The “95% unexplored” figure conflates direct visual observation with sonar mapping. By one definition — actually seeing the seafloor with cameras or human eyes — less than 0.001% has been explored. By another, sonar mapping covers 27.3% at high resolution. The confusion stems from how “explored” gets defined.
Will the ocean ever be 100% explored?
Full high-resolution mapping by 2040 is achievable for U.S. waters and realistic globally within the century.

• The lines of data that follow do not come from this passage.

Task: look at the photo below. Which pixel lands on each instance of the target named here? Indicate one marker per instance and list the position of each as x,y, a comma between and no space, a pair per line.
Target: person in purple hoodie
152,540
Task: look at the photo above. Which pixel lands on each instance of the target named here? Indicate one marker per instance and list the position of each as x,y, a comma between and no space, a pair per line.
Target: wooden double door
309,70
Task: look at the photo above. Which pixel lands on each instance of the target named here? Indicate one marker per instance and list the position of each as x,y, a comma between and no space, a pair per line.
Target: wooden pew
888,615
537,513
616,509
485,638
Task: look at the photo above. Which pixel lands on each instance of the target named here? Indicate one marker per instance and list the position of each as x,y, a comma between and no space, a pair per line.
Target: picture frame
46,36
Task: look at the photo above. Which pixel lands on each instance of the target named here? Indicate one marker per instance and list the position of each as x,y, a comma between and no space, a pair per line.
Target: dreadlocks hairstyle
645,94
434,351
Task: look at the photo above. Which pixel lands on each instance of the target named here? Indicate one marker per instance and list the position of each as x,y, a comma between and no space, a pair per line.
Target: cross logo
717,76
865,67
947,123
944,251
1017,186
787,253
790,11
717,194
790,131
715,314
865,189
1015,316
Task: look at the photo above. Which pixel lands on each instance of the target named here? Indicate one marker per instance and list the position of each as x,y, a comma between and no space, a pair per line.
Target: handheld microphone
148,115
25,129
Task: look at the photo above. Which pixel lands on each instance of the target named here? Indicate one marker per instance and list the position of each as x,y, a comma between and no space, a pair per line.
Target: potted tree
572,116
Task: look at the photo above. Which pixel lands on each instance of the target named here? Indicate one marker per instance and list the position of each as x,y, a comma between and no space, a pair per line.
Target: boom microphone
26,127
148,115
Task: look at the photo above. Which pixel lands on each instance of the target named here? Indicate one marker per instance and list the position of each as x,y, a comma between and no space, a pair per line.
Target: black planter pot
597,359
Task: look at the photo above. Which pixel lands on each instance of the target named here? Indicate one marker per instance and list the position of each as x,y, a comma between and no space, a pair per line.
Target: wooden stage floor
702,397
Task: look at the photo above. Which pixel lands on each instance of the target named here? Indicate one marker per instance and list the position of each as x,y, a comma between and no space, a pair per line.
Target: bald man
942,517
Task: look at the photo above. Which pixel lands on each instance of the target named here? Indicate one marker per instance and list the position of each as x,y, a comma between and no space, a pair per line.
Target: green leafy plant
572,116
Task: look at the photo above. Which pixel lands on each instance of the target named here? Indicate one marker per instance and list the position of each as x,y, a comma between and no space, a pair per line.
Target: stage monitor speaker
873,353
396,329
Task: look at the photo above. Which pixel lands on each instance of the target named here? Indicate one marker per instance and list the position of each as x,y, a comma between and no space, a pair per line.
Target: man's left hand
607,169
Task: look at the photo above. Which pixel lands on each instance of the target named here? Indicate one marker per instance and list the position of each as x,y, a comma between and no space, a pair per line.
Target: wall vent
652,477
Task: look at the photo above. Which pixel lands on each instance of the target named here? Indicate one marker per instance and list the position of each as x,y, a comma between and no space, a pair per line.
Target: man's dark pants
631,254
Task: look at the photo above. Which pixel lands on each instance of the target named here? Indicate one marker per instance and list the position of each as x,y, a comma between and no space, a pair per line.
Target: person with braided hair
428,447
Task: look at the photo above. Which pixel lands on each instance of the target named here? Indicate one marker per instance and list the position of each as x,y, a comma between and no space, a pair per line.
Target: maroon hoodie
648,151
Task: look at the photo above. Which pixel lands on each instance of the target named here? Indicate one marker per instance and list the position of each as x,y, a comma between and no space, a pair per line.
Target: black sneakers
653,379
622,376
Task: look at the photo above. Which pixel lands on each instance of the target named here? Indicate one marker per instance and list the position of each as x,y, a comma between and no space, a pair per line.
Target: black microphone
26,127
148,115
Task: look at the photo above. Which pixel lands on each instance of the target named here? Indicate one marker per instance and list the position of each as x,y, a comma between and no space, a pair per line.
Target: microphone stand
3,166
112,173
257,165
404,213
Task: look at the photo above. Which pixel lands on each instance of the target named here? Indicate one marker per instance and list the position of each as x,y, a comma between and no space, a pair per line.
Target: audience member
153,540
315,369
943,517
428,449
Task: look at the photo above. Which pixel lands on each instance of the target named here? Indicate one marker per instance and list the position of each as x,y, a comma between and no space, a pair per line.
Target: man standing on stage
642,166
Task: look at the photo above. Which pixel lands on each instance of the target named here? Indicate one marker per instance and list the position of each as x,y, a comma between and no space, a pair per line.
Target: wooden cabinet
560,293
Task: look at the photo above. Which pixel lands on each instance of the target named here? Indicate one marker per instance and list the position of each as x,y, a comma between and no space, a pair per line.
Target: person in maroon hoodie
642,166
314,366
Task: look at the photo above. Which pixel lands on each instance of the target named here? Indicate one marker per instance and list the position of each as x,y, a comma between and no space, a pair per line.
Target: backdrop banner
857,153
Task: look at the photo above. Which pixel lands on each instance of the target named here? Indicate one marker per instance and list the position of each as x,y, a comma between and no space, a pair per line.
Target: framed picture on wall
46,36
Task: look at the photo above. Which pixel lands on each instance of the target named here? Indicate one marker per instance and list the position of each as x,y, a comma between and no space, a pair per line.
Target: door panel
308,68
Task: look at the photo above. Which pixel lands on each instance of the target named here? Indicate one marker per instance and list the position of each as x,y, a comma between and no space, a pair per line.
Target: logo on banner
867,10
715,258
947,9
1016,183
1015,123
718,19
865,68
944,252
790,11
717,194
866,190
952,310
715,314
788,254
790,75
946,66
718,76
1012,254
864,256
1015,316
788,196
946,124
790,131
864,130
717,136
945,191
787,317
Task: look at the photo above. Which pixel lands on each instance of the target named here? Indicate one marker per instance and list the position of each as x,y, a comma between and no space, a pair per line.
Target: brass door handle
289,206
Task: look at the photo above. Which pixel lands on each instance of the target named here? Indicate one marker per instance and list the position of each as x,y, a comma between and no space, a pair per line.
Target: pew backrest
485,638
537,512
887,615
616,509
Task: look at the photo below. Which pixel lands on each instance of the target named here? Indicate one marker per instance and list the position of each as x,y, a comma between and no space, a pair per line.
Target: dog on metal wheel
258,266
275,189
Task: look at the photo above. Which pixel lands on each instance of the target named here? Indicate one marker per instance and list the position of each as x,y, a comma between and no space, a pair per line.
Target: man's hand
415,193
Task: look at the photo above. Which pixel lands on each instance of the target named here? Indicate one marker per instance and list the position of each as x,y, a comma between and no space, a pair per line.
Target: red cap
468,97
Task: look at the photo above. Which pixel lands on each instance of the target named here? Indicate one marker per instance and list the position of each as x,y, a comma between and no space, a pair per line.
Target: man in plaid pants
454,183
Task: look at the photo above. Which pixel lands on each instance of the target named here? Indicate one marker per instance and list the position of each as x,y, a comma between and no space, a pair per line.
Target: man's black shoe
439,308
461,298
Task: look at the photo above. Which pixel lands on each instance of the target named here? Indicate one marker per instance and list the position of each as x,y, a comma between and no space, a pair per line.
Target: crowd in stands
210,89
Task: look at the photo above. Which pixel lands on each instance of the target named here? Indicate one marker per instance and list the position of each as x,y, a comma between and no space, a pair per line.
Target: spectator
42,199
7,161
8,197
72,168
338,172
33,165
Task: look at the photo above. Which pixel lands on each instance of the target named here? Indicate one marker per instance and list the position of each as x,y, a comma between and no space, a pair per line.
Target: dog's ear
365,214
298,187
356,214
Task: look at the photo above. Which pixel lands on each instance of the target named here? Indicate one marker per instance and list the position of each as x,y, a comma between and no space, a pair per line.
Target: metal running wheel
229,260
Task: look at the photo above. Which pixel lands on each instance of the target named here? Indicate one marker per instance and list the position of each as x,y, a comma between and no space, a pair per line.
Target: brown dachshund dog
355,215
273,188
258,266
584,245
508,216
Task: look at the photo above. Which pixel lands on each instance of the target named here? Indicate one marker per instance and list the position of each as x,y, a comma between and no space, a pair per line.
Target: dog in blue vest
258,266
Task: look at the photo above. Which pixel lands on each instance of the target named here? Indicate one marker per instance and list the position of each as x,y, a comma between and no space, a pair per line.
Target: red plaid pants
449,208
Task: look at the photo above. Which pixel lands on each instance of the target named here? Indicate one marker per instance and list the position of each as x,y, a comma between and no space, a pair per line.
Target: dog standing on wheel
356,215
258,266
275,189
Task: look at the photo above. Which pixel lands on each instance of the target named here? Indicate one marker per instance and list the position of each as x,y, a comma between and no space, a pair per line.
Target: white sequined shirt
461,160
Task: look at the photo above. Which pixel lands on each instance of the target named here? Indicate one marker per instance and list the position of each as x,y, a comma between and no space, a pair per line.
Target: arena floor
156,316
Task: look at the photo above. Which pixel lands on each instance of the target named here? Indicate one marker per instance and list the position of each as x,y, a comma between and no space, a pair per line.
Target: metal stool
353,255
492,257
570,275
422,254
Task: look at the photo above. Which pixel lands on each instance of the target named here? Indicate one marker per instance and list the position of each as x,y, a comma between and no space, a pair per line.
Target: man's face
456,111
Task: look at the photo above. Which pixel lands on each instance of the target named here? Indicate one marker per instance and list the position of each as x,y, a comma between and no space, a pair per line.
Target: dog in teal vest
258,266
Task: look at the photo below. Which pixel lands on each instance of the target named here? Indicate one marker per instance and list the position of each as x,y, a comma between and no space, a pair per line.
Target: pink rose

Full human exploration — actually visiting every square meter of the seafloor — remains beyond our capabilities and may always be.
It would take one ship nearly 1,000 years to map the entire ocean at all water depths.
— NOAA Ocean Exploration (Federal ocean mapping program)
If exploration means physically reaching and directly observing new locations, then ocean exploration clearly outpaces space.
— World Atlas (Geographic reference publication)
The first step to building that understanding and unlocking the ocean’s potential is ocean mapping.
— NOAA Ocean Exploration (Federal ocean mapping program)
With an ultimate goal of fully mapped U.S. waters by 2040.
— NOAA Nautical Charts (Federal charting authority)
The ocean remains Earth’s most underexplored frontier, but the “95% unexplored” headline misrepresents a more nuanced reality. Sonar mapping has covered 27.3% of the seafloor at high resolution, and progress is measurable — U.S. waters reach 54% mapped, with a 2040 target for full coverage. The gap isn’t ignorance; it’s that the work never stops. For policymakers and funders, the implication is straightforward: sustained investment in autonomous systems and coordinated international campaigns can close mapping gaps within decades. For scientists, the frontier shifts from “where haven’t we looked?” to “what lives in what we’ve found?” — a question that demands resources focused on the water column itself, not just the floor beneath it.